The LaRue Decision: A Mountain of Individual ERISA Lawsuits or Not? discusses LaRue v. DeWolff, Boberg & Assoc. Inc., No. 06-856 (Feb. 20, 2008). It discusses the procedural history, provides analysis, and shares some concluding remarks.
More importantly for plan sponsors, though, the Supreme Court has been careful to avoid creating a potential new "hot topic" for plaintiffs' law firms by refusing to rule on an ERISA § 502(a)(3) cash windfall to participants in Mr. LaRue's shoes. While this restraint is of some comfort to potential defendants, the limitations of the Supreme Court's holding and the apparent further limitations expressed in dicta have left both potential plaintiffs and defendants in doubt as to the future viability of these lawsuits.
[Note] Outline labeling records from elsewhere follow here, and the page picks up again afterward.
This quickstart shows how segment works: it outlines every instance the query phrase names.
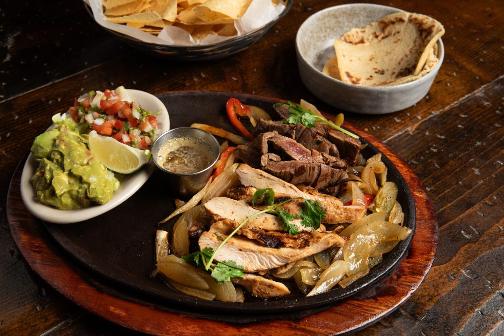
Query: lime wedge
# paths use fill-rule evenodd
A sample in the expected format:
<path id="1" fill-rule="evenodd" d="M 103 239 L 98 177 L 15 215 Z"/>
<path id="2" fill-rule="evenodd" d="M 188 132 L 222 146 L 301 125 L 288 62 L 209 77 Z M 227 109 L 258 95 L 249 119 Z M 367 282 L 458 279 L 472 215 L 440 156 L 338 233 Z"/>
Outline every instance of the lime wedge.
<path id="1" fill-rule="evenodd" d="M 89 150 L 102 164 L 119 174 L 131 174 L 143 167 L 151 158 L 149 150 L 142 150 L 122 144 L 110 137 L 92 130 Z"/>

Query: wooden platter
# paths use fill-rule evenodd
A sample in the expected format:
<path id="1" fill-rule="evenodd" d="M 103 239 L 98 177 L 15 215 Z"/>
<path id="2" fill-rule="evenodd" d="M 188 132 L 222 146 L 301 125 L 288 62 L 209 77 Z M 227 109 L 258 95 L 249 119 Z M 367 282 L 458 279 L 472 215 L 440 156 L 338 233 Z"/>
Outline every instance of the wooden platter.
<path id="1" fill-rule="evenodd" d="M 127 288 L 112 287 L 88 269 L 83 268 L 55 244 L 43 224 L 26 210 L 20 193 L 24 160 L 18 166 L 8 196 L 8 219 L 13 237 L 35 272 L 69 299 L 89 311 L 129 328 L 155 334 L 203 334 L 209 330 L 222 334 L 273 334 L 285 332 L 334 334 L 355 331 L 386 316 L 416 290 L 430 268 L 437 240 L 432 206 L 418 178 L 390 149 L 370 135 L 346 125 L 384 153 L 406 180 L 415 204 L 416 228 L 408 255 L 393 273 L 381 283 L 366 288 L 322 311 L 299 318 L 296 314 L 274 314 L 268 320 L 243 325 L 225 323 L 199 317 L 176 303 L 156 302 L 139 297 Z M 273 314 L 272 314 L 273 315 Z M 294 317 L 294 319 L 289 317 Z M 239 320 L 239 316 L 235 319 Z M 247 320 L 243 316 L 243 320 Z"/>

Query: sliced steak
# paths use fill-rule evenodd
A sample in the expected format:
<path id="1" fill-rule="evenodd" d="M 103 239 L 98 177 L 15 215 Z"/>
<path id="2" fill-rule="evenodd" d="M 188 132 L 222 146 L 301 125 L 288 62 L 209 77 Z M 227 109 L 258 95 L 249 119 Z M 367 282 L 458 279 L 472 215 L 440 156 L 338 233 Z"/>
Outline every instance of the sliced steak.
<path id="1" fill-rule="evenodd" d="M 260 299 L 271 299 L 290 293 L 283 284 L 254 274 L 245 274 L 242 278 L 233 278 L 231 281 Z"/>
<path id="2" fill-rule="evenodd" d="M 272 131 L 276 131 L 280 135 L 294 139 L 308 150 L 314 149 L 321 153 L 340 157 L 338 148 L 334 144 L 301 124 L 291 125 L 282 123 L 282 121 L 260 119 L 254 130 L 254 135 L 257 136 Z"/>
<path id="3" fill-rule="evenodd" d="M 307 184 L 316 189 L 323 189 L 339 184 L 347 178 L 347 173 L 323 163 L 301 161 L 268 161 L 261 162 L 263 170 L 293 184 Z"/>
<path id="4" fill-rule="evenodd" d="M 359 139 L 348 136 L 322 122 L 317 122 L 312 129 L 334 144 L 338 148 L 340 157 L 346 161 L 349 165 L 355 165 L 362 146 Z"/>

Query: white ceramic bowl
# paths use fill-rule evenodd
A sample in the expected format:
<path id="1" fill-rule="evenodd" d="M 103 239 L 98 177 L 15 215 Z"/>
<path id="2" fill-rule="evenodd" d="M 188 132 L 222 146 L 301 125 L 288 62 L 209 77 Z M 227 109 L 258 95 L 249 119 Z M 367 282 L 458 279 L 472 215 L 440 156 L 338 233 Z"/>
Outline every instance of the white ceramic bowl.
<path id="1" fill-rule="evenodd" d="M 324 65 L 334 55 L 335 38 L 352 28 L 363 27 L 386 15 L 401 11 L 379 5 L 352 4 L 327 8 L 306 19 L 296 36 L 296 52 L 299 75 L 308 89 L 333 106 L 366 114 L 399 111 L 423 98 L 443 62 L 445 49 L 440 39 L 437 42 L 437 64 L 425 76 L 409 83 L 365 87 L 345 83 L 322 73 Z"/>

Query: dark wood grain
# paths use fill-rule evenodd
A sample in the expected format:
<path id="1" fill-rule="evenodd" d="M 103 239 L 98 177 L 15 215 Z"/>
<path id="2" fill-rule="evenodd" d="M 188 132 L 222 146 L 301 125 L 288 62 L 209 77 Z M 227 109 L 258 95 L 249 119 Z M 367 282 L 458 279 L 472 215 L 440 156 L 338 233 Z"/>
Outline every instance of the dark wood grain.
<path id="1" fill-rule="evenodd" d="M 108 320 L 144 332 L 154 334 L 203 335 L 218 329 L 223 335 L 260 335 L 283 330 L 294 334 L 328 335 L 355 331 L 393 311 L 407 300 L 423 281 L 434 259 L 437 226 L 432 205 L 419 180 L 406 163 L 377 139 L 351 125 L 351 129 L 366 138 L 389 158 L 404 178 L 414 198 L 416 230 L 407 256 L 383 281 L 369 286 L 334 306 L 298 320 L 275 320 L 242 326 L 169 312 L 148 304 L 122 299 L 89 283 L 75 271 L 75 262 L 54 246 L 44 226 L 25 207 L 20 180 L 23 164 L 18 166 L 7 198 L 8 220 L 13 237 L 28 264 L 58 292 L 85 309 Z M 87 276 L 92 277 L 93 274 Z M 171 310 L 174 304 L 164 305 Z M 147 318 L 147 317 L 149 318 Z M 193 327 L 178 328 L 184 323 Z"/>
<path id="2" fill-rule="evenodd" d="M 222 60 L 184 63 L 119 42 L 94 24 L 79 0 L 3 2 L 0 334 L 137 333 L 87 312 L 53 289 L 31 270 L 11 236 L 4 205 L 11 178 L 53 112 L 66 110 L 81 90 L 122 84 L 152 93 L 190 89 L 302 98 L 336 113 L 300 82 L 294 41 L 310 15 L 350 2 L 295 1 L 249 49 Z M 446 29 L 445 60 L 425 98 L 390 115 L 345 113 L 409 164 L 432 201 L 439 240 L 434 265 L 416 292 L 358 333 L 502 334 L 504 3 L 376 3 L 432 16 Z"/>

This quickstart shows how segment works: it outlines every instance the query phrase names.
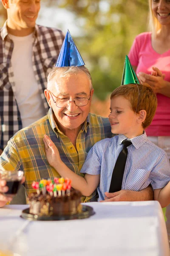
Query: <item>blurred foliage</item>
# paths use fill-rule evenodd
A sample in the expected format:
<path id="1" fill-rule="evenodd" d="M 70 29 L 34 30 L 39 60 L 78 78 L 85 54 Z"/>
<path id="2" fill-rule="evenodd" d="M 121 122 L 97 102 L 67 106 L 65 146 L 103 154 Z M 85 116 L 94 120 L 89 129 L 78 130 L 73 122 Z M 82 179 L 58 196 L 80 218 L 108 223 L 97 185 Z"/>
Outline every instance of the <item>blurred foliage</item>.
<path id="1" fill-rule="evenodd" d="M 96 95 L 105 99 L 121 84 L 135 37 L 147 30 L 147 0 L 41 0 L 75 15 L 81 33 L 74 40 L 91 72 Z M 0 6 L 4 17 L 3 13 Z"/>

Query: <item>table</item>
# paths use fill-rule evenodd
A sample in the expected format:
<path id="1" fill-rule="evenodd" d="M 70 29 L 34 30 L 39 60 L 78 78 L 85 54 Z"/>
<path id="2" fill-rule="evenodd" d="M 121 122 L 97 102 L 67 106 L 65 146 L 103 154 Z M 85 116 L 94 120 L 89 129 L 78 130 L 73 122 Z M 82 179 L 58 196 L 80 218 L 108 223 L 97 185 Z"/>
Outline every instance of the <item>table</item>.
<path id="1" fill-rule="evenodd" d="M 158 202 L 86 205 L 96 212 L 90 218 L 54 221 L 29 221 L 20 217 L 28 206 L 6 206 L 0 209 L 0 243 L 11 242 L 22 256 L 170 255 Z"/>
It is likely that the next several years will see a round of ERISA § 502(a)(2) lawsuits filed on behalf of 401(k) plan participants as plaintiffs take advantage of LaRue's core holding; however, it is also likely that future decisions will limit the causes of action and the remedies available to successful plaintiffs past the comfort level of all but the most determined of litigants.
In addition to the denial of benefit claim under ERISA Section 502(a)(1)(B) and fiduciary breach claim under ERISA Section 502(a)(2), which are discussed on our LaRue information page, the article discusses an appropriate equitable relief claim under ERISA Section 502(a)(3) and notes that the Court refused to make a ruling.